Benchmark results are saved in data/benchmark/
with accuracy metrics against the pseudolabels.
master-finsent/
├── README.md
├── pyproject.toml # Python dependencies
├── uv.lock # Dependency lock file
├── Dockerfile # Docker environment for transfer entropy
├── .env # Eikon API configuration (create yourself)
│
├── download_rics.py # Step 1: Download constituent list
├── download_headlines_prices.py # Step 2: Download data from Eikon
├── predict.py # Step 3: Run sentiment predictions
├── filter_headlines.py # Step 4: Filter automated news
├── add_timestamps.py # Step 5: Add market timestamps
├── aggregate_test.py # Step 6: Combine sentiment & prices, test stationarity
├── transfer_entropy.py # Step 7: Transfer entropy analysis
│
├── benchmark_models.py # Benchmark HF models
├── benchmark_qwen.py # Benchmark Qwen model
├── prompt.txt # Sentiment labeling prompt for o1
│
└── data/
├── constituents.csv # STOXX 50 constituent list
├── random_headlines.json # Benchmark dataset (300 headlines)
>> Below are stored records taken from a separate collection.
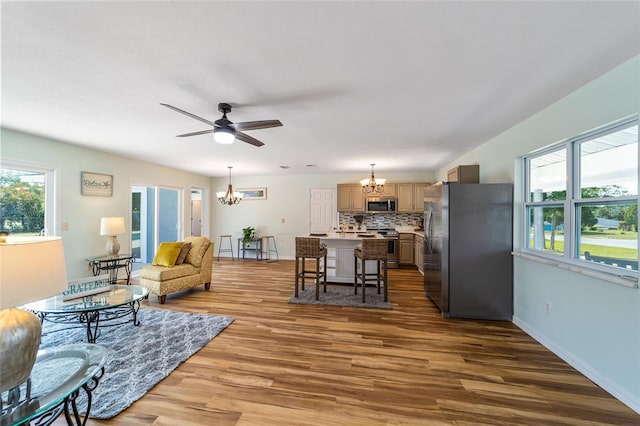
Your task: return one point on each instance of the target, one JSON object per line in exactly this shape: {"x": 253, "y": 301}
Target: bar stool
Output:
{"x": 310, "y": 248}
{"x": 226, "y": 250}
{"x": 374, "y": 249}
{"x": 268, "y": 250}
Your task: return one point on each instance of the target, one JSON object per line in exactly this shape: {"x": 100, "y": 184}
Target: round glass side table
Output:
{"x": 57, "y": 379}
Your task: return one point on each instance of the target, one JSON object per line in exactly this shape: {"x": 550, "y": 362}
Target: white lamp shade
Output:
{"x": 31, "y": 269}
{"x": 112, "y": 225}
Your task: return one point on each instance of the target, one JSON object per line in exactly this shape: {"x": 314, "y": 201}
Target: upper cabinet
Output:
{"x": 464, "y": 174}
{"x": 411, "y": 197}
{"x": 418, "y": 196}
{"x": 350, "y": 198}
{"x": 405, "y": 198}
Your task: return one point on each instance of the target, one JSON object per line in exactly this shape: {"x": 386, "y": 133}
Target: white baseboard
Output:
{"x": 629, "y": 400}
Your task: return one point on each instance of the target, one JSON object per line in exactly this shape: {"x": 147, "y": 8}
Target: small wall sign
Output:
{"x": 253, "y": 193}
{"x": 96, "y": 184}
{"x": 86, "y": 287}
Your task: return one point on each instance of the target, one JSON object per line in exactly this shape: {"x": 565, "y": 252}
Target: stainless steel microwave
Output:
{"x": 381, "y": 205}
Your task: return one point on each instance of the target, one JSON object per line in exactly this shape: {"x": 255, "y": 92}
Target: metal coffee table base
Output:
{"x": 94, "y": 319}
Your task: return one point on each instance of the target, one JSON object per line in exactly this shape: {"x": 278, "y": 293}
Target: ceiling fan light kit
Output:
{"x": 225, "y": 131}
{"x": 372, "y": 184}
{"x": 224, "y": 136}
{"x": 230, "y": 197}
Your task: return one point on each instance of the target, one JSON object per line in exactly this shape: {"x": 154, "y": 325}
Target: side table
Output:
{"x": 111, "y": 263}
{"x": 54, "y": 386}
{"x": 255, "y": 245}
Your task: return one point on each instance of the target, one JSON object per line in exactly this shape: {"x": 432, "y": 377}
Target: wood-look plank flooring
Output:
{"x": 287, "y": 364}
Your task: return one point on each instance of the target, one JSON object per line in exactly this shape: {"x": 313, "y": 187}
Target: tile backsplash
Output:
{"x": 382, "y": 220}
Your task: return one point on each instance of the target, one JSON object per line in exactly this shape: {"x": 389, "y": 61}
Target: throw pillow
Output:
{"x": 183, "y": 253}
{"x": 167, "y": 254}
{"x": 199, "y": 246}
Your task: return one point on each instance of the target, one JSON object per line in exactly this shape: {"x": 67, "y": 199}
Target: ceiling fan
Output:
{"x": 225, "y": 131}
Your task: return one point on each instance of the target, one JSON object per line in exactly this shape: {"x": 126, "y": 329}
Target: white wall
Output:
{"x": 83, "y": 213}
{"x": 594, "y": 325}
{"x": 288, "y": 198}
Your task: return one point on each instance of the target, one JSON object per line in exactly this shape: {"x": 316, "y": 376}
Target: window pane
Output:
{"x": 547, "y": 176}
{"x": 22, "y": 202}
{"x": 608, "y": 234}
{"x": 598, "y": 175}
{"x": 546, "y": 229}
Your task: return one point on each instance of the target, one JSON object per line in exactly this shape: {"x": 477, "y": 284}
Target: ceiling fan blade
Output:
{"x": 204, "y": 120}
{"x": 202, "y": 132}
{"x": 253, "y": 125}
{"x": 248, "y": 139}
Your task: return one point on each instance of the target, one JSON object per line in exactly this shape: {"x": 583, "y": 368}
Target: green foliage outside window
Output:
{"x": 21, "y": 205}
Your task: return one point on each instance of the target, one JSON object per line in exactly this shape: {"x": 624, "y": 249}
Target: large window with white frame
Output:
{"x": 28, "y": 198}
{"x": 581, "y": 200}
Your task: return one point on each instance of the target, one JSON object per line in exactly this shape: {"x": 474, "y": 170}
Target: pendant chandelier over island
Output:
{"x": 371, "y": 185}
{"x": 229, "y": 198}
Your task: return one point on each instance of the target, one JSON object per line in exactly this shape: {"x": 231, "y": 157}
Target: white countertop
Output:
{"x": 356, "y": 236}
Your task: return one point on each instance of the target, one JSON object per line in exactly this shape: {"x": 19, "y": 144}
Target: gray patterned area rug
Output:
{"x": 341, "y": 295}
{"x": 139, "y": 357}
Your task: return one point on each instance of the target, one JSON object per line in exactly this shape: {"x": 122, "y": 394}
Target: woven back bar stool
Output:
{"x": 268, "y": 239}
{"x": 225, "y": 250}
{"x": 374, "y": 249}
{"x": 311, "y": 248}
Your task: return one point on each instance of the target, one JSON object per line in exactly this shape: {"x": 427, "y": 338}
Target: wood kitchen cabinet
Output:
{"x": 406, "y": 249}
{"x": 350, "y": 198}
{"x": 418, "y": 197}
{"x": 419, "y": 252}
{"x": 411, "y": 197}
{"x": 405, "y": 198}
{"x": 389, "y": 190}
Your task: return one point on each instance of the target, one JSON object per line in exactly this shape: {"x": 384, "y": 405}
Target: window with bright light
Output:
{"x": 581, "y": 202}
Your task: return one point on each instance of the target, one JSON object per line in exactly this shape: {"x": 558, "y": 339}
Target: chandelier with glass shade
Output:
{"x": 230, "y": 197}
{"x": 372, "y": 185}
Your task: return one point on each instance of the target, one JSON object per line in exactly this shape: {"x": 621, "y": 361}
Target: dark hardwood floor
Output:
{"x": 286, "y": 364}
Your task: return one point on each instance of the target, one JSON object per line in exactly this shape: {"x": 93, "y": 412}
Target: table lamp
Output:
{"x": 112, "y": 226}
{"x": 31, "y": 269}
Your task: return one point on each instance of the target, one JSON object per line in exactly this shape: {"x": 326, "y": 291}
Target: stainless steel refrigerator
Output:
{"x": 468, "y": 267}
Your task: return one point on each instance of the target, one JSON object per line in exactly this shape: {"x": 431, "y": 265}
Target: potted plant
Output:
{"x": 248, "y": 234}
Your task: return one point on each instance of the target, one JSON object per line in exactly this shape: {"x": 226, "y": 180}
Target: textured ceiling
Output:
{"x": 406, "y": 85}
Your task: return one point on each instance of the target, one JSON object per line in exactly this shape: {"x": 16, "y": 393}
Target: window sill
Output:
{"x": 623, "y": 280}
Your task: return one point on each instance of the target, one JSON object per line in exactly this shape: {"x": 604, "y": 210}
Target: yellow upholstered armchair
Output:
{"x": 178, "y": 266}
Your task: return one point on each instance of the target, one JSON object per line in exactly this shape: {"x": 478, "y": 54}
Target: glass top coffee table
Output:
{"x": 118, "y": 304}
{"x": 57, "y": 378}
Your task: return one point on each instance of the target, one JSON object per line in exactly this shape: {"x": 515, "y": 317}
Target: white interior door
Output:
{"x": 323, "y": 210}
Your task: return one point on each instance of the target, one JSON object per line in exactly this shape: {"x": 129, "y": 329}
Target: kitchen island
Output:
{"x": 340, "y": 259}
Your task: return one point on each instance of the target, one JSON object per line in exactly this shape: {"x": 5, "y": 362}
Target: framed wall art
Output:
{"x": 253, "y": 193}
{"x": 96, "y": 184}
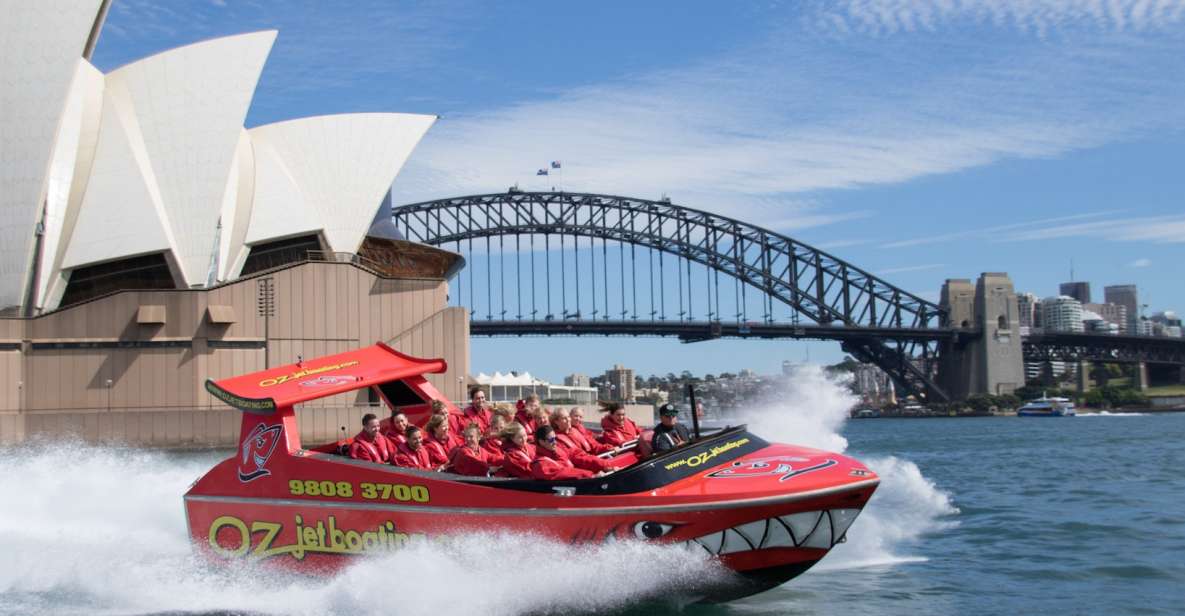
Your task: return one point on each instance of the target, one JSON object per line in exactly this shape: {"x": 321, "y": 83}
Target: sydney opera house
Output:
{"x": 148, "y": 241}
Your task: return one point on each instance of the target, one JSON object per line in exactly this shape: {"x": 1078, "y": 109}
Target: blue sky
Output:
{"x": 918, "y": 140}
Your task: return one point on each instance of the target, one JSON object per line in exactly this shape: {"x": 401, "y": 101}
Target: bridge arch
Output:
{"x": 813, "y": 283}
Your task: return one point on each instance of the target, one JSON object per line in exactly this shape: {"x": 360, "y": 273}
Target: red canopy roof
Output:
{"x": 264, "y": 391}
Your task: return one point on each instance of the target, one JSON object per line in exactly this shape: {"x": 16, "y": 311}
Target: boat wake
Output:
{"x": 812, "y": 412}
{"x": 102, "y": 531}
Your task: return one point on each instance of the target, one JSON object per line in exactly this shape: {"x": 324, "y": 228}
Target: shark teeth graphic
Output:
{"x": 819, "y": 530}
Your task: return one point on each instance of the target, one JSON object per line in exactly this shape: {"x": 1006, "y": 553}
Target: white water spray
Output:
{"x": 812, "y": 411}
{"x": 102, "y": 531}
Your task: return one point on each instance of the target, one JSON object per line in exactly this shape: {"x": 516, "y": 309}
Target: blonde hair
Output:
{"x": 511, "y": 429}
{"x": 505, "y": 411}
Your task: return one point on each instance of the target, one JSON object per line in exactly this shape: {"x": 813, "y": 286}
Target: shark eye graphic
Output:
{"x": 648, "y": 530}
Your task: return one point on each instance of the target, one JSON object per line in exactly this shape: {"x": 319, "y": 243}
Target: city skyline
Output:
{"x": 921, "y": 143}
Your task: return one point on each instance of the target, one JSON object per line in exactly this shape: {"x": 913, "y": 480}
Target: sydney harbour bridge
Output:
{"x": 556, "y": 263}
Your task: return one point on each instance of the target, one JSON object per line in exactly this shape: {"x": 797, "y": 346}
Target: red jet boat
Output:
{"x": 767, "y": 511}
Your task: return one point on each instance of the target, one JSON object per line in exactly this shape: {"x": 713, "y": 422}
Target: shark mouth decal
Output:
{"x": 819, "y": 530}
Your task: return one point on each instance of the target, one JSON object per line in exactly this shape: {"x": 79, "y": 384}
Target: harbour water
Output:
{"x": 974, "y": 515}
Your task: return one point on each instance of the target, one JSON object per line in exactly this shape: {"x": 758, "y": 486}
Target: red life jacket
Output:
{"x": 392, "y": 435}
{"x": 437, "y": 450}
{"x": 370, "y": 450}
{"x": 467, "y": 461}
{"x": 408, "y": 459}
{"x": 493, "y": 444}
{"x": 527, "y": 422}
{"x": 471, "y": 415}
{"x": 551, "y": 464}
{"x": 615, "y": 435}
{"x": 585, "y": 442}
{"x": 517, "y": 461}
{"x": 568, "y": 448}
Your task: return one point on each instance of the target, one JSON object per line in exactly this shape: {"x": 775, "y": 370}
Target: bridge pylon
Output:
{"x": 990, "y": 363}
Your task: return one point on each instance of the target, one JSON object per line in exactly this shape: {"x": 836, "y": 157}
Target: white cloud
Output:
{"x": 994, "y": 232}
{"x": 796, "y": 114}
{"x": 910, "y": 268}
{"x": 1155, "y": 229}
{"x": 1039, "y": 17}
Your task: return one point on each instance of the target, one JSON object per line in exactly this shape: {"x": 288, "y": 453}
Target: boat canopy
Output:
{"x": 263, "y": 392}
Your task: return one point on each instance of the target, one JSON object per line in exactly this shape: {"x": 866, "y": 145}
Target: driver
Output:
{"x": 670, "y": 432}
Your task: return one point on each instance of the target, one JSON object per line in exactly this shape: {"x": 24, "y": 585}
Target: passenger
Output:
{"x": 493, "y": 442}
{"x": 396, "y": 429}
{"x": 439, "y": 441}
{"x": 472, "y": 459}
{"x": 670, "y": 432}
{"x": 369, "y": 444}
{"x": 505, "y": 410}
{"x": 616, "y": 429}
{"x": 478, "y": 411}
{"x": 550, "y": 462}
{"x": 531, "y": 415}
{"x": 412, "y": 453}
{"x": 517, "y": 453}
{"x": 572, "y": 444}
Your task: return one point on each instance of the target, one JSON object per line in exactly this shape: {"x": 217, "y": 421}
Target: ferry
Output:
{"x": 766, "y": 511}
{"x": 1045, "y": 406}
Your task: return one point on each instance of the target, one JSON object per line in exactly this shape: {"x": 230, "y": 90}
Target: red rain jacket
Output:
{"x": 527, "y": 422}
{"x": 517, "y": 461}
{"x": 555, "y": 464}
{"x": 370, "y": 450}
{"x": 493, "y": 444}
{"x": 468, "y": 416}
{"x": 585, "y": 441}
{"x": 408, "y": 459}
{"x": 439, "y": 451}
{"x": 474, "y": 463}
{"x": 615, "y": 435}
{"x": 568, "y": 447}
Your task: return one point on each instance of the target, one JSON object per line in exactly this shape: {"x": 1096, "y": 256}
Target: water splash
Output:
{"x": 102, "y": 531}
{"x": 811, "y": 410}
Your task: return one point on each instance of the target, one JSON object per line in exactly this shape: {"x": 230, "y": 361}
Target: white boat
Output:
{"x": 1045, "y": 406}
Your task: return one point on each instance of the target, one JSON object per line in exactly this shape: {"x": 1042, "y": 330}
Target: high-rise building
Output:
{"x": 620, "y": 380}
{"x": 1125, "y": 295}
{"x": 1029, "y": 305}
{"x": 1113, "y": 313}
{"x": 1078, "y": 290}
{"x": 1061, "y": 314}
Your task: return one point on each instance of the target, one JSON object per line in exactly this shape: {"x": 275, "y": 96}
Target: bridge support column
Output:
{"x": 1141, "y": 376}
{"x": 1083, "y": 379}
{"x": 994, "y": 361}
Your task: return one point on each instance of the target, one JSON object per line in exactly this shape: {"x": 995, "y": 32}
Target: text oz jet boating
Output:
{"x": 767, "y": 511}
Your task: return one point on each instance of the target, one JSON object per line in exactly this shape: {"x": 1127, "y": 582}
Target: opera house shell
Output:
{"x": 146, "y": 179}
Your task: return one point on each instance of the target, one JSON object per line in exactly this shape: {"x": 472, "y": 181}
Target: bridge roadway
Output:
{"x": 698, "y": 331}
{"x": 1052, "y": 346}
{"x": 548, "y": 252}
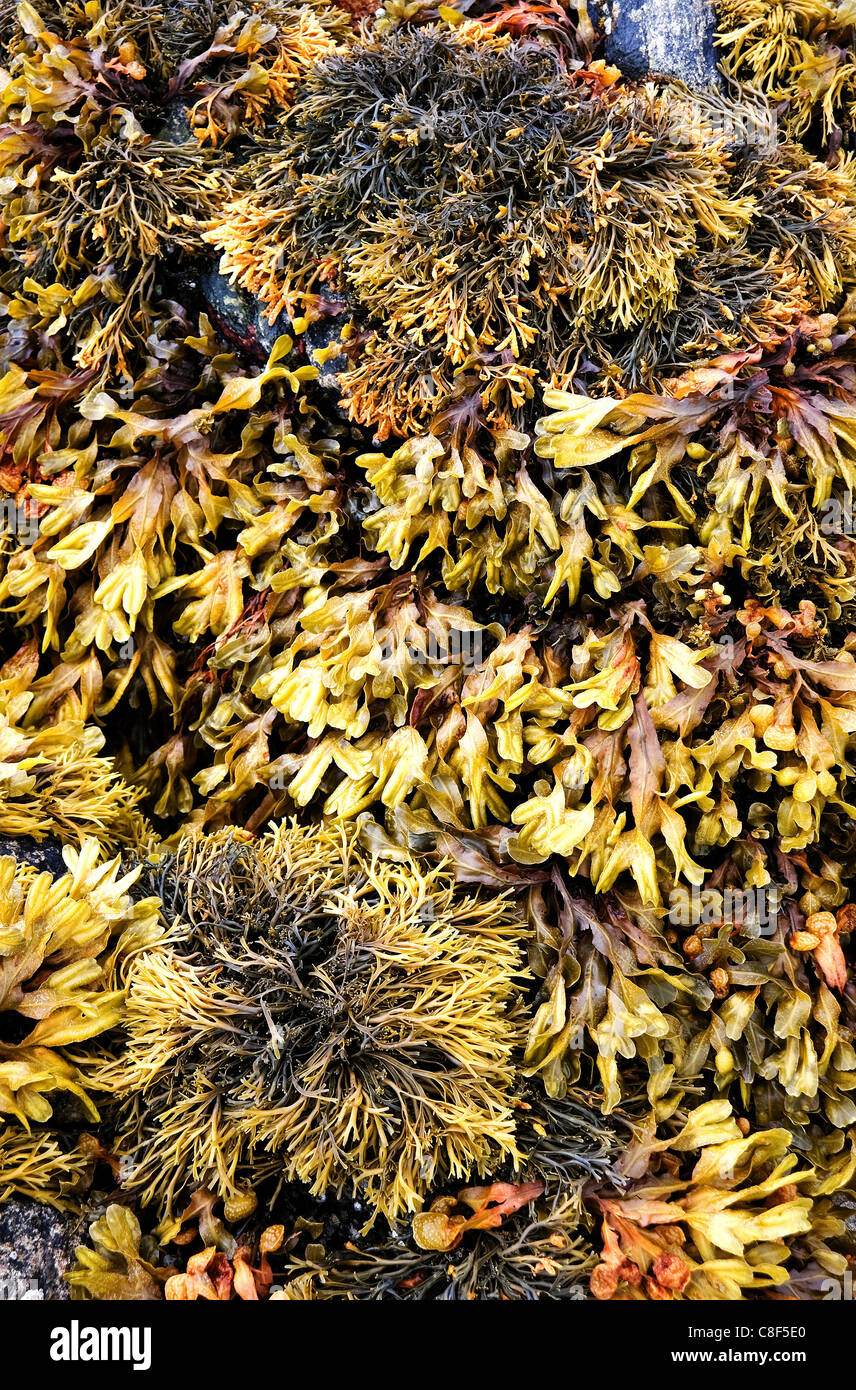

├── headlines/ # Raw headlines from Eikon
├── headlines_preds/ # Headlines with sentiment predictions
├── filtered_headlines/ # Filtered headlines
├── prices/ # Stock price data
├── aggregate/ # Final combined datasets
└── benchmark/ # Model benchmark results
If you find any of this useful in your research, please cite the associated master's thesis (details to be added upon publication).
This project is licensed under the MIT license. However, it integrates the Eikon Data API, which is licensed separately and requires a valid subscription from LSEG. This project also uses multiple packages that are licensed under various open-source licenses (MIT, Apache 2.0, BSD-3-Clause, GPL-3.0). Please refer to the respective licenses for more details.